Ressaltemos mais uma vez: o poluidor/usuário-pagador não pode, jamais, ser entendido como “pagar para poluir”. Seu sentido é outro, não só porque o custo ambiental não encontra valoração pecuniária correspondente, mas também porque a ninguém poderia ser dada a possibilidade de comprar o direito de poluir, beneficiando-se do bem ambiental em detrimento da coletividade que dele é titular. Não se vende direito de poluir nem se paga um preço pelo meio ambiente.
Em resumo: o princípio quer significar que, dado o caráter difuso e esgotável dos bens ambientais, todos que sejam responsáveis pela utilização desses bens em seu proveito (e em detrimento da sociedade) devem arcar com este déficit da coletividade.
Esse prejuízo ambiental, quando puder ser suportado e trouxer benefícios para a sociedade, deve ser internalizado por aquele que usa do meio ambiente em seu proveito. Se, contudo, não houver a possibilidade de internalização, o produto não pode ser fabricado ou consumido.
O que o princípio pretende, portanto, é redistribuir equitativamente23 as externalidades ambientais.
Ora, se os efeitos externos negativos do mercado são suportados pela sociedade, em prol do lucro do responsável pelo produto (fornecedor, comerciante, fabricante, etc.), que em alguma fase da cadeia de mercado é degradante do meio ambiente ou diminui o exercício do uso comum dos componentes ambientais, nada mais justo que todos os custos que são despendidos pelo Estado (prevenção, precaução, correção na fonte, repressão penal, civil e administrativa, etc.) sejam suportados pelo responsável pelas externalidades ambientais.
É exatamente por isso que o poluidor-pagador não é, como se poderia imaginar, apenas um princípio corretivo, uma vez que a sua intenção é justamente evitar o dano.
De que dispositivos constitucionais se extrai o princípio do poluidor\usuário-pagador?
Antes, porém, vale dizer que o princípio pode ser extraído de diversos dispositivos da Constituição Federal, como o art. 170, VI, que estabelece ser princípio da ordem econômica a proteção e preservação do meio ambiente; o art. 225, § 1º, V, quando estabelece ser incumbência do Poder Público adotar medidas de controle da produção, comercialização e emprego de técnicas, métodos e substâncias que comportem risco para a vida, a qualidade de vida e o meio ambiente; no art. 225, § 2º, voltado especialmente para a recuperação do meio ambiente degradado pelo uso de componente ambiental não renovável; no art. 225, § 3º, ao enunciar que as condutas e atividades consideradas lesivas ao meio ambiente sujeitarão os infratores, pessoas físicas ou jurídicas, às sanções penais e administrativas, independentemente da obrigação de reparar os danos causados, etc.
Quais são os subprincípios do princípio do poluidor\usuário-pagador?
Princípio da Prevenção.
Princípio da Precaução.
Princípio da Função Socioambiental da Propriedade Privada.
Princípio do Usuário-Pagador.
Princípio da Responsabilidade Ambiental.
Como ficará claro ao longo da exposição, tais princípios são bem diferentes entre si, tendo aplicação às mais variadas situações concretas.
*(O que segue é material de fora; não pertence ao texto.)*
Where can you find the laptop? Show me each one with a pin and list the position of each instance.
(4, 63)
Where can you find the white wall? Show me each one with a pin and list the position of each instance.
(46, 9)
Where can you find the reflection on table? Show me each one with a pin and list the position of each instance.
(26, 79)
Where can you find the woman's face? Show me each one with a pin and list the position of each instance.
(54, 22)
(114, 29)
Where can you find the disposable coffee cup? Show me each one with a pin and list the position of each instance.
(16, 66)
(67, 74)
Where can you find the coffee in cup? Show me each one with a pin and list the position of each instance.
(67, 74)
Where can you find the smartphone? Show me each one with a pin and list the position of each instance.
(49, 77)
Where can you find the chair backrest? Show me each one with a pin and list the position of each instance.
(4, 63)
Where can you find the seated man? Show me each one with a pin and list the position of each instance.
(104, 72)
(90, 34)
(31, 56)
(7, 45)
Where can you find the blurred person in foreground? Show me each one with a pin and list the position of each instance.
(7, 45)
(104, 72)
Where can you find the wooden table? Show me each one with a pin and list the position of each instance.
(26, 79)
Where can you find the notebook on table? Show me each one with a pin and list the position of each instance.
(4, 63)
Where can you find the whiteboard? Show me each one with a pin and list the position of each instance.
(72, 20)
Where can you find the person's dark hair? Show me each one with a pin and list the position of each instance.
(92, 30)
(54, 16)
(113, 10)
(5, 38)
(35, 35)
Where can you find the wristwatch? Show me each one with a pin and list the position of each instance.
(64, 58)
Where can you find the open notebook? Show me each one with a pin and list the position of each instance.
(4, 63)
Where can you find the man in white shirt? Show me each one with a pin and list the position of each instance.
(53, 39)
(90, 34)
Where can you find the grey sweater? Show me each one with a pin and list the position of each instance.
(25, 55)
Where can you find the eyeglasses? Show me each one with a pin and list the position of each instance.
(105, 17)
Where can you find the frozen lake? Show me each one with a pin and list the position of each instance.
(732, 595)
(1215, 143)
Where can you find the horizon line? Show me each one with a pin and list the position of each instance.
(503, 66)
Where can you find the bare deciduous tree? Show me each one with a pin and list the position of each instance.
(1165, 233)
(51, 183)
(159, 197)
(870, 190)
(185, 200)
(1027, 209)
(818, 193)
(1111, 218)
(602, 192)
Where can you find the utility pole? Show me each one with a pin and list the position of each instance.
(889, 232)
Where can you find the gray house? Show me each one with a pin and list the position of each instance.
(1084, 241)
Contudo, o que salta aos olhos é que todos eles decorrem de um mesmo tronco comum, justamente o poluidor/usuário-pagador.
Dessa forma, todos esses princípios têm raiz na ideia de imputar àquele que faz uso do bem ambiental em seu proveito os prejuízos sentidos pela sociedade (internalização das externalidades negativas). E mais: quando esses prejuízos não puderem ser suportados pela sociedade, a atividade poluente simplesmente não deve ser permitida.
Em que consiste o princípio da prevenção?
Resumo
Em suma, o princípio da prevenção manda que, uma vez que se saiba que uma dada atividade apresenta riscos de dano ao meio ambiente, tal atividade não poderá ser desenvolvida; justamente porque, caso ocorra qualquer dano ambiental, sua reparação é praticamente impossível.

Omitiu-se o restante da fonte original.